Shilen - Break-in Procedure
Break-in procedures are as diverse as cleaning techniques. Shilen, Inc. introduced a break-in procedure mostly because customers seemed to think that we should have one. By and large, we don't think breaking-in a new barrel is a big deal. All our stainless steel barrels have been hand lapped as part of their production, as well as any chrome moly barrel we install. Hand lapping a barrel polishes the interior of the barrel and eliminates sharp edges or burrs that could cause jacket deformity. This, in fact, is what you are doing when you break-in a new barrel through firing and cleaning.
Here is our standard recommendation: Clean after each shot for the first 5 shots. The remainder of the break-in is to clean every 5 shots for the next 50 shots. During this time, don't just shoot bullets down the barrel during this 50 shot procedure. This is a great time to begin load development. Zero the scope over the first 5 shots, and start shooting for accuracy with 5-shot groups for the next 50 shots. Same thing applies to fire forming cases for improved or wildcat cartridges. Just firing rounds down a barrel to form brass without any regard to their accuracy is a mistake. It is a waste of time and barrel life.

Lilja - Break-in Procedure
For an effective break-in the barrel should be cleaned after every shot for the first 10-12 rounds or until copper fouling stops. Our procedure is to push a cotton patch that is wet with solvent through the barrel. This will remove much of the powder fouling and wet the inside of the barrel with solvent. Next, wet a bronze brush with solvent and stroke the barrel 5-10 times. Follow this by another wet patch and then one dry patch. Now soak the barrel with a strong copper removing solvent until all of the blue mess is removed from the barrel. The copper fouling will be heavy for a few rounds and then taper off quickly in just one or two shots. Once it has stopped or diminished significantly it is time to start shooting 5 shot groups, cleaning after each one. After 25-30 rounds clean at a normal interval of 10-25 rounds. Your barrel is now broken-in.
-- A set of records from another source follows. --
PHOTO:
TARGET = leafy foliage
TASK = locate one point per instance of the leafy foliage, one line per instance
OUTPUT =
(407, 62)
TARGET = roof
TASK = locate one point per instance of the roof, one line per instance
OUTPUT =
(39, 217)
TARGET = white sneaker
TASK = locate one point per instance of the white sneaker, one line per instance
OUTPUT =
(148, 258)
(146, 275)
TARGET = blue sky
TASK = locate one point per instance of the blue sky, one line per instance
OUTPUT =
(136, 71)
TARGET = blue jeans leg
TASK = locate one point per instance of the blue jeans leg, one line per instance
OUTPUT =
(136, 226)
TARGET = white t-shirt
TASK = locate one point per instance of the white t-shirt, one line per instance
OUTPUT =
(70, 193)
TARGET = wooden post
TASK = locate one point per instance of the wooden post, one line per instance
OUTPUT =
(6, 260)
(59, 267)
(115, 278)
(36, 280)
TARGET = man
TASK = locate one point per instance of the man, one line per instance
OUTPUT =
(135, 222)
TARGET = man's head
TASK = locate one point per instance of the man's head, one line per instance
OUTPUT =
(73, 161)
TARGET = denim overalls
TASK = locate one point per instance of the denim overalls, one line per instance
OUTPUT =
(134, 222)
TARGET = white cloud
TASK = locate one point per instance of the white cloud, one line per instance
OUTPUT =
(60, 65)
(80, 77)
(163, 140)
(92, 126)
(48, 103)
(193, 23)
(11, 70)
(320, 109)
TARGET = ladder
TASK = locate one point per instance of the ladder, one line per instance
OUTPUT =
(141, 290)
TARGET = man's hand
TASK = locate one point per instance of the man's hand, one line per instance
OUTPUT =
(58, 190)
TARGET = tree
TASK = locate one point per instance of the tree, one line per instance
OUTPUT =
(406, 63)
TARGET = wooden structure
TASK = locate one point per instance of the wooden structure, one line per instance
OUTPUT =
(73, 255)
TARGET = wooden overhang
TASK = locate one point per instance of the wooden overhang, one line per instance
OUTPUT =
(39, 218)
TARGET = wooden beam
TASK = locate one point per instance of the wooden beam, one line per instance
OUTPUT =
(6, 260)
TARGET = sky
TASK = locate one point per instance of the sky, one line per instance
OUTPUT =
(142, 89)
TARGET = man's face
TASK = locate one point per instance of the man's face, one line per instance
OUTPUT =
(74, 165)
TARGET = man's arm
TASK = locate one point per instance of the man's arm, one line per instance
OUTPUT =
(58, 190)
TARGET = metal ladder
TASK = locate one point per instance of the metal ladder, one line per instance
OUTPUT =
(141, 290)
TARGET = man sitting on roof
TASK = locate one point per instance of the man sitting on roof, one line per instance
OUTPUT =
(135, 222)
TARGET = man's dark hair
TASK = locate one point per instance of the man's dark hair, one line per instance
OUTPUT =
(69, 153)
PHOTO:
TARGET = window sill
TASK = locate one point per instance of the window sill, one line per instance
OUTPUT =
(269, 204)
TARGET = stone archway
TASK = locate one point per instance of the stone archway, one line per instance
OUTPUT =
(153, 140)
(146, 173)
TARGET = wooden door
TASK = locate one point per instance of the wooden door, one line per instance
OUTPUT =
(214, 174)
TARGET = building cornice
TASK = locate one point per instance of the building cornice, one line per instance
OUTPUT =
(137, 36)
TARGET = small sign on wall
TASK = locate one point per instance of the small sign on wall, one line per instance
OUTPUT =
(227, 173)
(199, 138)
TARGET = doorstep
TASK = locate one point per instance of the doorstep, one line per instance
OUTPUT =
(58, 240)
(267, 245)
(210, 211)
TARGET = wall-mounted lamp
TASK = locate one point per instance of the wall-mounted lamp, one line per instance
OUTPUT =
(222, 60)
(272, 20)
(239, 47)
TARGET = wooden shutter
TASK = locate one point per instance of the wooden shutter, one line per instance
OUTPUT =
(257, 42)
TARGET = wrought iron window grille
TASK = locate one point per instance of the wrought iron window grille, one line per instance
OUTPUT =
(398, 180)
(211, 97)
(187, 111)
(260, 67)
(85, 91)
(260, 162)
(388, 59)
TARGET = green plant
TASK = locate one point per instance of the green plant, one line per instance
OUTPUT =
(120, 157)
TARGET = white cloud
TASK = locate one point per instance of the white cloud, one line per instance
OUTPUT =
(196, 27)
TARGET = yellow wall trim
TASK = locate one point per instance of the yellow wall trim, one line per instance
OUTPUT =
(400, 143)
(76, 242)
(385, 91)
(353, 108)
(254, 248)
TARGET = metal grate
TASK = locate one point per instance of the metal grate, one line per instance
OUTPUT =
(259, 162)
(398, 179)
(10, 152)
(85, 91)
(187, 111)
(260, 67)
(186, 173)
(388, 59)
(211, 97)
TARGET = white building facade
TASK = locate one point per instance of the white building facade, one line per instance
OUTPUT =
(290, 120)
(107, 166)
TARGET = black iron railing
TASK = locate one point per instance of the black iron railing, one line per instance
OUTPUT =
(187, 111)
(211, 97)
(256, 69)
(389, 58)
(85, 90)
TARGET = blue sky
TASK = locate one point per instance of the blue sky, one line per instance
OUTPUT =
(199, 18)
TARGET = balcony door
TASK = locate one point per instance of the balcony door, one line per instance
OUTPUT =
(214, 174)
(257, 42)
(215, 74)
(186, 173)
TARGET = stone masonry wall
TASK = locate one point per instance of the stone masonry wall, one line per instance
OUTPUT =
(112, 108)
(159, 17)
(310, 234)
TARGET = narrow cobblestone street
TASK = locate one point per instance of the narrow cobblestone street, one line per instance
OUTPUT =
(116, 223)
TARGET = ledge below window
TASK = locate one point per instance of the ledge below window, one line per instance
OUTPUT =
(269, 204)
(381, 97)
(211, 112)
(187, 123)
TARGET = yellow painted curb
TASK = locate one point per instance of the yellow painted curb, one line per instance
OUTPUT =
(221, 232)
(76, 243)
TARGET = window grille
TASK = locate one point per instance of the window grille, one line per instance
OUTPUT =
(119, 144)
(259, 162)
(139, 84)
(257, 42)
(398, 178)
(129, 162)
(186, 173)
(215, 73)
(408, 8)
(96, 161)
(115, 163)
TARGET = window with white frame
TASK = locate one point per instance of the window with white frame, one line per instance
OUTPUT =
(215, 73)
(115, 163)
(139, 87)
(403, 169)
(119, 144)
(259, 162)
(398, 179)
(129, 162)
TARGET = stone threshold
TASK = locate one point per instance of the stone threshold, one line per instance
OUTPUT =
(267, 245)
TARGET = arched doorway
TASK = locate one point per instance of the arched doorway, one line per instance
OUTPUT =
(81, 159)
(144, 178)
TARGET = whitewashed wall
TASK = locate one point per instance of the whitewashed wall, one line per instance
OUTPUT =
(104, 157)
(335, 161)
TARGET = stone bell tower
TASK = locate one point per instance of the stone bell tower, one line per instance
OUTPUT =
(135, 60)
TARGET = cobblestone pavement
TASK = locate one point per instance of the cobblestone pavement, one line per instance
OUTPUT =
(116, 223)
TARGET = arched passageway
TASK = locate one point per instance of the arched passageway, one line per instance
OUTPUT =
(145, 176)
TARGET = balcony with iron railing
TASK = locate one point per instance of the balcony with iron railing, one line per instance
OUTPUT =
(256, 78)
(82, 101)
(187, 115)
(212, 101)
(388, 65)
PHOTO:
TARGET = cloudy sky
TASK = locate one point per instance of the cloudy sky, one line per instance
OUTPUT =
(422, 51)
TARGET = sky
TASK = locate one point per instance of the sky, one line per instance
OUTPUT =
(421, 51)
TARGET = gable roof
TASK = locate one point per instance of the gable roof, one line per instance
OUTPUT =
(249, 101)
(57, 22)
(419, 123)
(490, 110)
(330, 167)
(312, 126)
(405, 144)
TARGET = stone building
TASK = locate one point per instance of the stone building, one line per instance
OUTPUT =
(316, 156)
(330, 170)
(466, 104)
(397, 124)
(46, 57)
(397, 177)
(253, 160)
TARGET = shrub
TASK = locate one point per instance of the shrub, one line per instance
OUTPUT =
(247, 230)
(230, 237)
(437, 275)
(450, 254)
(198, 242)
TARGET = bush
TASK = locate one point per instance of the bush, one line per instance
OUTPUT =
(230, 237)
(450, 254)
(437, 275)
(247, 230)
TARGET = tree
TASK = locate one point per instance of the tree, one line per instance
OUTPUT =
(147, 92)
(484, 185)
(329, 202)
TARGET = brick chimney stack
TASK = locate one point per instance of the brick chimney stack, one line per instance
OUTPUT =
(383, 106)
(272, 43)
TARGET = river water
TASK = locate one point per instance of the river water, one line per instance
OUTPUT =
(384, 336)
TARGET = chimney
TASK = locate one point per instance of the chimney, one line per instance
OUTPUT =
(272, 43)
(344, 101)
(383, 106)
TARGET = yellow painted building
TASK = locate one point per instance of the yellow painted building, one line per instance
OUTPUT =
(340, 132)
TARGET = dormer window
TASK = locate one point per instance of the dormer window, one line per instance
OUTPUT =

For best results, of course, it is necessary to 'season' it and use proper cleaning equipment. We like the Dewey coated rods, a good bore guide, copper/bronze brushes and cotton flannel patches, the appropriate size to keep that jag and rod in the middle of the bore. You will need a good bore solvent, like KG 3, Shooters Choice or CR-10 to loosen the fouling, followed by a scrubbing with Holland's Witches Brew or KG 2. After cleaning, nullify the solvents with rubbing alcohol and patch dry. Finish with Tetra Gun Oil, KG 4 or Holland's Bbl Break-in Fluid. Never shoot a dry bore as this will greatly promote copper fouling.


Pac-Nor - Break-in Procedure
Shoot one, clean, for first ten rounds; shoot three, clean, for next thirty rounds; shoot five, clean, while working up load. Allow bbl to cool to the touch before testing a new load to avoid unnecessary throat erosion.